Called when a message was successfully ack’ed through the entire pipeline.

Parameters:_id – The id of the message that was successful
class motorway.contrib.amazon_kinesis.intersections.KinesisInsertIntersection(**kwargs)[source]
process(messages)[source]

wait 1 second and get up to 500 items Each PutRecords request can support up to 500 records. Each record in the request can be as large as 1 MB, up to a limit of 5 MB for the entire request, including partition keys. Each shard can support writes up to 1,000 records per second, up to a maximum data write total of 1 MB per second. This means we can run 2 intersections (2 x 500 records) submitting to the same shard before hitting the write limit (1000 records/sec) If we hit the write limit we wait 2 seconds and try to send the records that failed again, rinse and repeat If any other error than ProvisionedThroughputExceededException or InternalFailure is returned in the response we log it using loglevel error and dump the message for replayability instead of raising an exception that would drop the whole batch. So if you are going to use this intersection in production be sure to monitor and handle the messages with log level error! :param messages: :return:

Amazon SQS

class motorway.contrib.amazon_sqs.ramps.SQSRamp(*args, **kwargs)[source]
next()[source]

This function is called continuously by the ramp.

Warning

Do not block this for a long time or make a while True loop inside it. Betwen every motorway.ramp.Ramp.next() run, some essential operations are run, including receiving acks from the motorway.controller.Controller

Yield:motorway.messages.Message instance
success(_id)[source]

Called when a message was successfully ack’ed through the entire pipeline.

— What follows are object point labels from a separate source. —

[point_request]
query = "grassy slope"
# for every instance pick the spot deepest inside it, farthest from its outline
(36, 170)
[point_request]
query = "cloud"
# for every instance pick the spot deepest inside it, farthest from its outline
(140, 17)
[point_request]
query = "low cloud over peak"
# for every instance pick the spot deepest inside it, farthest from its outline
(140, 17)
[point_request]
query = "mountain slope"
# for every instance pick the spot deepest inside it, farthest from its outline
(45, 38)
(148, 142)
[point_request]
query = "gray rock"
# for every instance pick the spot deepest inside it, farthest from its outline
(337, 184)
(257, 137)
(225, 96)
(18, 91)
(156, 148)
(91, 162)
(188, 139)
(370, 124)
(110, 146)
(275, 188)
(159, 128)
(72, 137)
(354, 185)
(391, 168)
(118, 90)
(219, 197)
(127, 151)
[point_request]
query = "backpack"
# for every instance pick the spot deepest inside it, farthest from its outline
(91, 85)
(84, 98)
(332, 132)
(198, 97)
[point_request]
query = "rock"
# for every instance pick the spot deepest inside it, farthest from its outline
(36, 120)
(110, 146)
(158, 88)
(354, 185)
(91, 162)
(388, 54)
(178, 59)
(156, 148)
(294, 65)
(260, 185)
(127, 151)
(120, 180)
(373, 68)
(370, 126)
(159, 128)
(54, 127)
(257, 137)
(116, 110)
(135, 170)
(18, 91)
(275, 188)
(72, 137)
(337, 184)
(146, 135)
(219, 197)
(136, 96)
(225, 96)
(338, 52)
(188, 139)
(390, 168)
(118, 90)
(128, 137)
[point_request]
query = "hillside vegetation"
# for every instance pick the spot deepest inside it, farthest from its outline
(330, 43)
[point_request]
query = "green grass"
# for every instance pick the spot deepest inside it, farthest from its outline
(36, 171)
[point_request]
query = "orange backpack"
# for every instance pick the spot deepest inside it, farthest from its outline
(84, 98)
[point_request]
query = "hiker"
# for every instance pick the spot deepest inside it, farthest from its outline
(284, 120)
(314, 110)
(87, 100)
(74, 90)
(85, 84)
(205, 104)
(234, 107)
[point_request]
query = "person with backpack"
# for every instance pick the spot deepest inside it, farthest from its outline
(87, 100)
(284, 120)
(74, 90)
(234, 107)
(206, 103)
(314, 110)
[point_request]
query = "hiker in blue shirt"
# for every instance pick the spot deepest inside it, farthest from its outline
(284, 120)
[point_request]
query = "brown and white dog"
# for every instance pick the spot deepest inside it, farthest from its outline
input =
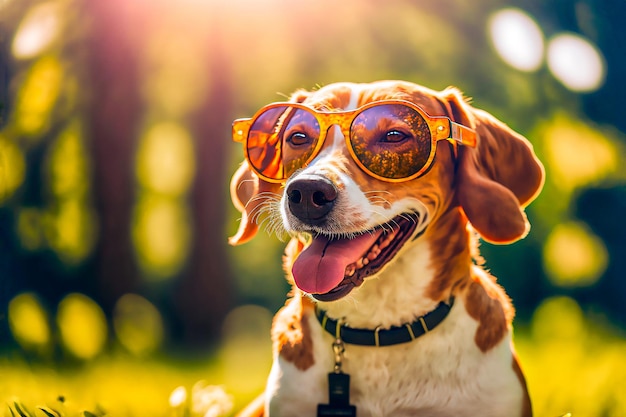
(464, 364)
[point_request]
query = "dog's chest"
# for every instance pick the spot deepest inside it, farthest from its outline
(442, 373)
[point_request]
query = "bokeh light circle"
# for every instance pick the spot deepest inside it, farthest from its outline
(517, 38)
(576, 62)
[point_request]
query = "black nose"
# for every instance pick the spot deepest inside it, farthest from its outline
(311, 197)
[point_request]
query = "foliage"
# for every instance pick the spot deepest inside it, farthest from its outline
(574, 363)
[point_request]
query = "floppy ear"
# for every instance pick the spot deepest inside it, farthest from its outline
(248, 194)
(497, 178)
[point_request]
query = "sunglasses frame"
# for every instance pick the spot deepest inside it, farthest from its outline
(441, 128)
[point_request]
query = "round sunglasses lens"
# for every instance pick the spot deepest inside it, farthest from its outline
(281, 140)
(391, 140)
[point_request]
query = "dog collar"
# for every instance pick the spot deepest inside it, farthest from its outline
(385, 337)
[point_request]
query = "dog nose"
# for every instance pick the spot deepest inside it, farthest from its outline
(311, 197)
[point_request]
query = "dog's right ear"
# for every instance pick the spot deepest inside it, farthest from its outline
(248, 194)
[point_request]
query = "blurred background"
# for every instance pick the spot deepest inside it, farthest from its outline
(116, 281)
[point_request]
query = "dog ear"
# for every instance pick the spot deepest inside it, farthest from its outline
(497, 178)
(248, 194)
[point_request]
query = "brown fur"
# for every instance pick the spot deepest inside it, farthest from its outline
(486, 302)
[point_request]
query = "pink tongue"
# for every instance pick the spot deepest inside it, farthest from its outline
(321, 266)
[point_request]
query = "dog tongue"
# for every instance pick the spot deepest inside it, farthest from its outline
(322, 265)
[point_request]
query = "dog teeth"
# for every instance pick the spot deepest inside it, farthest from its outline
(387, 239)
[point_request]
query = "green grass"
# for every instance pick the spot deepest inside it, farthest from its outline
(573, 364)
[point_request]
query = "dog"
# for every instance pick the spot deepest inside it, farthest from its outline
(384, 189)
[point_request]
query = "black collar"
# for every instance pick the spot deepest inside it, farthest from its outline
(385, 337)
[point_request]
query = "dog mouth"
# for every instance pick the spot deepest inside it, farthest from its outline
(329, 268)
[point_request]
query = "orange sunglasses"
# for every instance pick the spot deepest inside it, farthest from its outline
(391, 140)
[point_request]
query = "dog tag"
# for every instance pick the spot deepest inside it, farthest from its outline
(338, 397)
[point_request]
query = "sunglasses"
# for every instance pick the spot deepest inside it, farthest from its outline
(391, 140)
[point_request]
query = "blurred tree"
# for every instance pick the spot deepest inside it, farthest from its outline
(206, 293)
(114, 110)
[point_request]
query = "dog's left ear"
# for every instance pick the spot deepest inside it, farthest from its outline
(248, 194)
(497, 178)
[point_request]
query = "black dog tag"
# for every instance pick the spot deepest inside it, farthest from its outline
(338, 397)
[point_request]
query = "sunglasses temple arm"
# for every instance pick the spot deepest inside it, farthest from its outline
(462, 134)
(241, 127)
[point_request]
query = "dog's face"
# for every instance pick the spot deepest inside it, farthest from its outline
(356, 224)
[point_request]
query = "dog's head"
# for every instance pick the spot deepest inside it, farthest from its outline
(354, 216)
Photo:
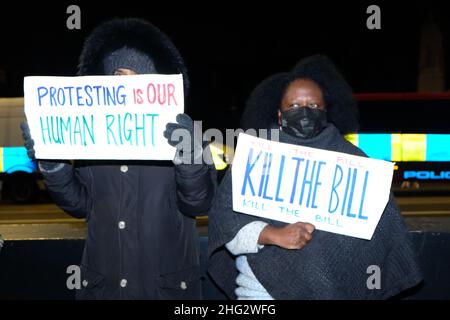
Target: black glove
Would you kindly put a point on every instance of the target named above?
(48, 165)
(189, 146)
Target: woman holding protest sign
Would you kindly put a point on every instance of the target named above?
(141, 239)
(258, 258)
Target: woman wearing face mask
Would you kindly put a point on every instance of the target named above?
(257, 258)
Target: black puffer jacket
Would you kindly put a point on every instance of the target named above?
(141, 241)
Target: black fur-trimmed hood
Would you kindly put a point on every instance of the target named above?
(262, 106)
(135, 33)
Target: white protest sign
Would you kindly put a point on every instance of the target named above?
(334, 191)
(103, 117)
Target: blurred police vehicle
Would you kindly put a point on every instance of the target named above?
(19, 179)
(412, 130)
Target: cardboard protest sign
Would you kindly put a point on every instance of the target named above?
(103, 117)
(334, 191)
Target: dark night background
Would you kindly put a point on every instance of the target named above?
(230, 47)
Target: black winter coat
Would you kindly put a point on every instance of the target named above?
(141, 238)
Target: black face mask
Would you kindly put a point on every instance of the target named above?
(303, 122)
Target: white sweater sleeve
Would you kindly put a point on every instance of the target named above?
(246, 240)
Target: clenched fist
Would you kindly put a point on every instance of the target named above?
(291, 236)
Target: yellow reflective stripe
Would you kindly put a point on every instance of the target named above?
(396, 147)
(408, 147)
(1, 159)
(353, 138)
(414, 147)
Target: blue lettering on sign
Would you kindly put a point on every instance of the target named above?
(347, 196)
(248, 169)
(427, 175)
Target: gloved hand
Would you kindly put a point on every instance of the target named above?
(46, 166)
(181, 135)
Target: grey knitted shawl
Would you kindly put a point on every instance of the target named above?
(330, 266)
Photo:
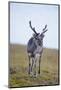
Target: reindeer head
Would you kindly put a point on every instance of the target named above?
(38, 36)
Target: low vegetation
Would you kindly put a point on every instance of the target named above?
(18, 67)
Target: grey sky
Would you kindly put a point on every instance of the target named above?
(39, 14)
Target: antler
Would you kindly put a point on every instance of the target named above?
(44, 29)
(33, 28)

Parameters:_id – The id of the message that was successful
class motorway.contrib.amazon_sqs.intersections.SQSInsertIntersection(**kwargs)[source]
process(message)[source]

This function is called continuously by the intersection.

Yield:motorway.messages.Message instance
Parameters:messagemotorway.messages.Message instance or list() if using motorway.decorators.batch_process()
_images/explanation.png

License

Copyright 2014 Plecto ApS

Licensed under the Apache License, Version 2.0 (the “License”); you may not use this file except in compliance with the License. You may obtain a copy of the License at

Unless required by applicable law or agreed to in writing, software distributed under the License is distributed on an “AS IS” BASIS, WITHOUT WARRANTIES OR CONDITIONS OF ANY KIND, either express or implied. See the License for the specific language governing permissions and limitations under the License.